Why isn't the slogan "Unite America" or "Free America" or "Energize America" or "Save the Middle Class" or "Let's Bring Awareness"? Occupy America goes against the best of the American spirit as a rhetorical device.

What I suspect is that people are angry and are delighting in this new found "I'm a protestor" identity. "I'm sticking it to the man" they think. And god help me if they were I'd support them. But they really aren't.

The pepper spray incident at UC Davis, baton jabbing at UC Berkeley, and other police incidents in Seattle, Boston, etc. ... sucked. Flat out. Horrible. Shameful. Hard to understand. Sickening. And it is a serious problem that the first response was to militarize the police in riot gear against STUDENTS for crying out loud.

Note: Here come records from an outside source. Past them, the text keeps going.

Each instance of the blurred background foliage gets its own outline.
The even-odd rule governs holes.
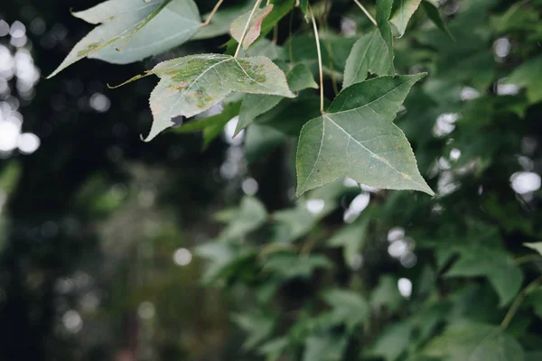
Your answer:
[[[2,359],[542,359],[542,257],[523,245],[542,241],[541,1],[442,1],[453,40],[421,9],[396,40],[397,72],[429,73],[396,123],[437,196],[345,179],[299,199],[312,95],[202,152],[174,130],[139,140],[154,80],[107,87],[227,36],[43,79],[90,29],[69,9],[98,3],[0,5]],[[313,3],[332,98],[371,24]],[[294,20],[277,57],[291,42],[314,69]]]

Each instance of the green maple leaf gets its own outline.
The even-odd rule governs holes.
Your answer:
[[[282,70],[264,57],[191,55],[161,62],[149,74],[161,79],[151,93],[154,122],[145,141],[173,125],[172,118],[202,113],[233,91],[294,97]]]
[[[420,175],[401,130],[392,121],[424,74],[381,77],[354,84],[301,131],[297,196],[341,175],[390,190],[435,194]]]
[[[247,33],[245,34],[245,39],[243,39],[243,48],[245,50],[248,49],[248,47],[259,37],[262,31],[262,23],[271,11],[273,11],[273,4],[261,9],[257,9],[250,18],[250,23],[248,23],[248,18],[252,12],[245,13],[238,17],[229,26],[229,32],[231,32],[233,39],[239,42],[243,36],[243,31],[245,30],[245,27],[247,27]],[[247,24],[247,23],[248,23],[248,24]]]
[[[109,0],[73,15],[100,25],[48,78],[83,58],[115,64],[141,60],[187,42],[201,27],[192,0]]]

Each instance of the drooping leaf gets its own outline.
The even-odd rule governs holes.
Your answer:
[[[393,75],[391,56],[379,31],[373,30],[363,35],[356,42],[346,60],[342,87],[365,80],[368,73]]]
[[[345,324],[350,331],[355,326],[367,320],[370,313],[370,307],[367,301],[352,291],[327,290],[322,298],[332,308],[332,319]]]
[[[516,68],[507,83],[527,88],[527,98],[531,104],[542,101],[542,56],[533,58]]]
[[[400,38],[405,34],[408,21],[416,11],[422,0],[396,0],[397,6],[389,19],[394,35]]]
[[[314,79],[313,78],[313,73],[304,64],[297,64],[290,69],[286,74],[286,79],[292,91],[299,91],[307,88],[318,88],[318,84],[314,82]],[[247,95],[243,99],[243,104],[239,111],[239,121],[235,130],[235,135],[252,123],[257,116],[266,113],[276,106],[283,98],[283,97],[278,96]]]
[[[321,34],[320,47],[324,73],[332,74],[336,79],[341,78],[346,60],[354,42],[356,42],[354,38]],[[318,71],[318,53],[314,37],[309,34],[301,34],[290,38],[283,47],[280,59],[285,61],[293,61],[295,64],[304,63],[311,71],[316,73]]]
[[[446,273],[449,277],[485,276],[500,299],[508,304],[518,294],[523,282],[521,269],[514,264],[506,252],[486,246],[465,246],[461,257]]]
[[[248,1],[236,1],[229,7],[222,5],[215,13],[210,23],[207,26],[200,28],[200,31],[192,37],[192,40],[210,39],[227,34],[229,32],[231,23],[239,16],[239,14],[250,11],[252,5],[253,3]],[[209,15],[210,14],[204,14],[203,20],[207,20]]]
[[[231,222],[220,233],[220,238],[236,239],[257,229],[267,219],[267,211],[254,197],[245,197]]]
[[[521,346],[498,327],[459,320],[429,342],[424,355],[443,361],[524,361]]]
[[[245,134],[245,150],[248,163],[266,156],[288,137],[299,137],[303,125],[318,116],[320,97],[299,97],[285,99],[271,111],[257,116]]]
[[[269,4],[261,9],[256,10],[252,14],[252,18],[250,18],[249,23],[248,18],[252,14],[251,11],[238,17],[233,23],[231,23],[231,25],[229,26],[229,32],[231,33],[233,39],[235,39],[238,42],[240,42],[241,36],[243,36],[243,32],[247,27],[245,39],[243,39],[243,48],[245,50],[248,49],[248,47],[252,45],[252,43],[259,37],[262,30],[262,22],[272,11],[273,4]]]
[[[280,22],[280,20],[287,15],[294,7],[295,0],[273,0],[270,3],[273,5],[273,11],[263,20],[259,39],[263,39],[273,28]],[[252,3],[254,4],[254,3]],[[258,40],[259,42],[259,40]],[[238,42],[236,39],[231,38],[226,43],[226,53],[234,54]]]
[[[389,23],[389,16],[391,16],[391,7],[393,0],[377,0],[377,23],[378,32],[384,40],[384,43],[388,48],[389,56],[384,59],[392,69],[393,72],[393,32]]]
[[[154,120],[147,142],[172,126],[173,117],[202,113],[233,91],[294,97],[282,70],[264,57],[191,55],[161,62],[148,74],[161,79],[151,93]]]
[[[192,0],[108,0],[73,14],[101,24],[48,78],[85,57],[116,64],[141,60],[185,42],[201,26]]]
[[[381,77],[354,84],[301,132],[297,196],[345,175],[371,187],[434,192],[419,173],[403,132],[393,123],[423,74]]]

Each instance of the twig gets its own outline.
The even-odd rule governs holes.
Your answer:
[[[510,306],[510,309],[506,313],[506,316],[504,316],[502,322],[500,323],[501,329],[506,329],[506,328],[509,327],[509,325],[512,321],[512,319],[516,315],[516,312],[518,312],[518,310],[519,310],[519,306],[521,306],[521,303],[523,303],[527,296],[528,296],[528,294],[531,292],[533,292],[537,287],[538,287],[541,283],[542,276],[537,278],[535,281],[530,282],[519,292],[519,294],[518,295],[518,297],[516,297],[516,300],[514,300],[514,302]]]
[[[323,69],[322,66],[322,50],[320,49],[320,35],[318,34],[318,26],[316,25],[316,19],[314,19],[313,8],[311,8],[310,6],[309,13],[311,13],[311,20],[313,21],[313,28],[314,29],[314,36],[316,37],[316,51],[318,51],[318,68],[320,70],[320,112],[323,114]]]
[[[372,17],[372,16],[370,15],[370,14],[369,14],[369,12],[368,12],[368,11],[367,11],[367,9],[365,8],[365,6],[363,6],[363,5],[361,5],[361,3],[360,3],[360,1],[359,1],[359,0],[354,0],[354,3],[356,3],[356,4],[358,5],[358,6],[360,6],[360,9],[361,9],[361,11],[362,11],[363,13],[365,13],[365,14],[367,15],[367,17],[369,18],[369,20],[370,20],[370,22],[371,22],[372,23],[374,23],[374,24],[375,24],[375,26],[378,26],[378,25],[377,24],[377,21],[375,20],[375,18],[374,18],[374,17]]]
[[[250,27],[250,21],[252,20],[252,16],[254,16],[254,13],[256,10],[259,8],[260,4],[262,4],[262,0],[257,0],[252,11],[250,12],[250,15],[248,15],[248,20],[247,20],[247,24],[245,24],[245,29],[243,29],[243,32],[241,33],[241,39],[239,39],[239,44],[238,45],[237,51],[235,51],[234,58],[237,58],[239,54],[239,51],[241,50],[241,46],[243,45],[243,42],[245,41],[245,36],[247,36],[247,32],[248,32],[248,28]]]
[[[203,23],[201,24],[201,26],[207,26],[207,25],[209,25],[209,23],[210,23],[210,19],[212,19],[212,17],[217,13],[217,11],[219,11],[219,7],[220,7],[220,5],[222,5],[223,1],[224,0],[219,0],[218,1],[217,5],[215,5],[215,7],[212,8],[212,11],[209,14],[209,17],[207,18],[207,20],[205,21],[205,23]]]

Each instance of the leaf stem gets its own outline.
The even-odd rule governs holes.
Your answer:
[[[370,15],[370,14],[369,14],[369,12],[368,12],[368,11],[367,11],[367,9],[365,8],[365,6],[363,6],[363,5],[361,5],[361,3],[360,3],[360,1],[359,1],[359,0],[354,0],[354,3],[356,3],[356,5],[357,5],[358,6],[360,6],[360,9],[361,9],[361,11],[362,11],[363,13],[365,13],[365,14],[367,15],[367,17],[369,18],[369,20],[370,20],[370,22],[371,22],[372,23],[374,23],[374,24],[375,24],[375,26],[378,26],[378,25],[377,24],[377,21],[375,20],[375,18],[374,18],[374,17],[372,17],[372,16]]]
[[[527,296],[528,296],[528,294],[540,284],[542,284],[542,276],[537,278],[535,281],[528,284],[527,287],[525,287],[519,292],[519,294],[518,295],[518,297],[516,297],[516,300],[514,300],[514,302],[510,306],[510,309],[506,313],[506,316],[504,316],[504,319],[500,323],[500,329],[506,329],[509,326],[510,322],[512,321],[512,319],[516,315],[516,312],[518,312],[518,310],[519,310],[519,306],[521,306],[521,303],[523,303]]]
[[[313,8],[309,6],[309,13],[311,13],[311,20],[313,21],[313,28],[314,29],[314,36],[316,37],[316,51],[318,51],[318,69],[320,71],[320,112],[323,114],[323,69],[322,66],[322,50],[320,49],[320,35],[318,34],[318,26],[316,25],[316,19],[314,19],[314,14]]]
[[[245,37],[247,36],[247,32],[248,32],[248,28],[250,27],[250,20],[252,20],[252,16],[254,16],[254,13],[259,7],[260,4],[262,4],[262,0],[257,0],[252,11],[250,12],[250,15],[248,15],[248,20],[247,20],[247,23],[245,24],[245,29],[243,29],[243,32],[241,33],[241,38],[239,39],[239,44],[238,45],[238,49],[235,51],[234,58],[237,58],[239,54],[239,51],[241,50],[241,46],[243,46],[243,42],[245,41]]]
[[[210,23],[210,20],[212,19],[212,17],[214,16],[214,14],[217,13],[217,11],[219,11],[219,7],[220,7],[220,5],[222,5],[223,2],[224,2],[224,0],[219,0],[217,2],[217,5],[215,5],[215,7],[212,8],[210,14],[207,17],[207,20],[205,20],[205,23],[203,23],[201,24],[201,26],[207,26],[207,25],[209,25],[209,23]]]

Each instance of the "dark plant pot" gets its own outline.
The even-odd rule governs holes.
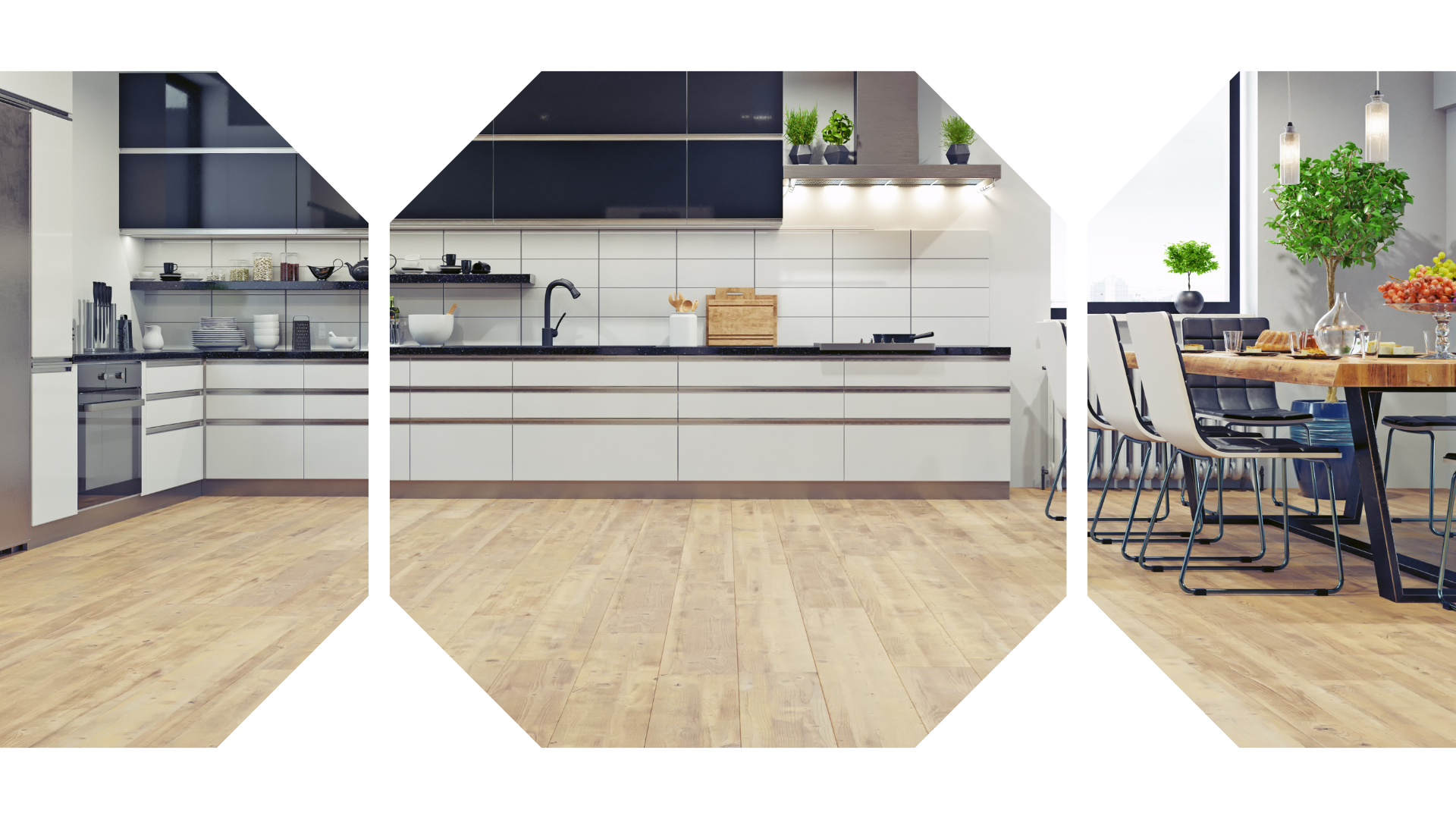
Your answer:
[[[1350,433],[1350,405],[1344,401],[1325,404],[1321,399],[1313,399],[1296,401],[1291,408],[1296,412],[1309,412],[1315,420],[1309,423],[1307,436],[1299,427],[1289,427],[1289,437],[1299,443],[1310,443],[1309,439],[1315,439],[1315,446],[1340,447],[1338,461],[1329,459],[1321,461],[1321,463],[1328,463],[1335,471],[1335,495],[1340,498],[1354,497],[1360,491],[1360,472],[1356,469],[1356,442]],[[1329,479],[1325,477],[1324,466],[1294,459],[1294,477],[1299,479],[1299,494],[1329,500]],[[1284,495],[1275,491],[1274,497],[1283,498]]]
[[[1197,312],[1201,312],[1203,310],[1203,293],[1198,293],[1197,290],[1184,290],[1182,293],[1178,294],[1178,300],[1175,303],[1178,305],[1178,312],[1179,313],[1197,313]]]

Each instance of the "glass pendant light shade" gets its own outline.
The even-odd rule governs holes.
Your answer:
[[[1366,105],[1366,162],[1390,159],[1390,103],[1376,89]]]
[[[1278,184],[1299,184],[1299,133],[1293,122],[1278,136]]]

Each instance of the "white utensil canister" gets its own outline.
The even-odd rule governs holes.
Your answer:
[[[667,316],[668,347],[699,347],[697,313],[673,313]]]

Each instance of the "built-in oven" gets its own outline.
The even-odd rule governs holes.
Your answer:
[[[79,509],[141,494],[141,361],[77,364]]]

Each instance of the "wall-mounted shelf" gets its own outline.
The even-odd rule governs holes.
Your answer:
[[[132,290],[368,290],[368,281],[132,281]]]
[[[390,284],[536,284],[530,273],[392,273]]]

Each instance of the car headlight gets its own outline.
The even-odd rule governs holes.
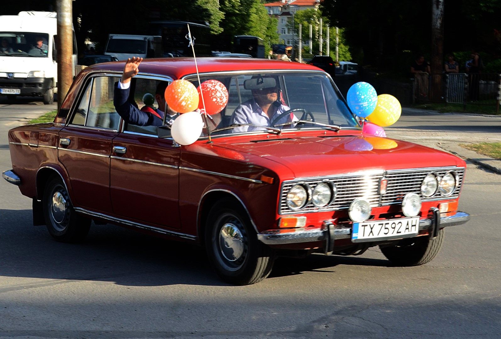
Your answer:
[[[351,204],[348,210],[350,219],[355,222],[363,222],[371,216],[372,208],[369,202],[363,198],[357,198]]]
[[[448,196],[454,192],[457,182],[456,175],[454,172],[448,172],[442,177],[438,184],[438,191],[443,196]]]
[[[332,202],[336,187],[329,181],[322,181],[313,189],[312,202],[317,207],[325,207]]]
[[[421,210],[421,198],[416,193],[407,193],[402,200],[402,212],[406,217],[415,217]]]
[[[293,211],[303,208],[308,203],[311,193],[310,186],[307,184],[295,185],[287,192],[287,206]]]
[[[28,73],[28,78],[45,78],[45,71],[32,71]]]
[[[425,198],[429,198],[434,194],[438,187],[438,181],[436,176],[430,173],[424,177],[421,183],[421,194]]]

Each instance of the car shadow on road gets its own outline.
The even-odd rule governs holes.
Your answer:
[[[0,275],[53,279],[56,284],[84,280],[125,286],[228,285],[210,268],[201,247],[94,223],[83,242],[59,242],[45,226],[33,226],[31,210],[0,209]],[[322,255],[279,258],[270,277],[332,274],[325,269],[341,264],[386,266],[389,262]]]

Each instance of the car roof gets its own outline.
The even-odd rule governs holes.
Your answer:
[[[200,73],[268,70],[319,70],[316,67],[306,64],[264,59],[211,57],[197,58],[196,60],[198,72]],[[125,61],[118,61],[93,65],[86,68],[84,72],[122,72],[125,63]],[[139,71],[141,73],[168,76],[173,79],[180,79],[184,76],[196,73],[192,58],[146,59],[141,63]]]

But nothing changed or will change other than potentially some police policy on how to deal with protestors. That's the result of the protests? Well that sucks too.

It is ineffective.

In general, the police are mostly on the side of the protestors, as they too are working class citizens being overworked and underpaid. And the overpaid Chancellor and Board of Trustees, nothing's affecting them. And why should it? No one (on a large scale in the media and nationwide) is paying attention to the issue of school tuition. They can't. There is a serious economic problem in the California university system and it isn't a problem that's going to be solved with tents.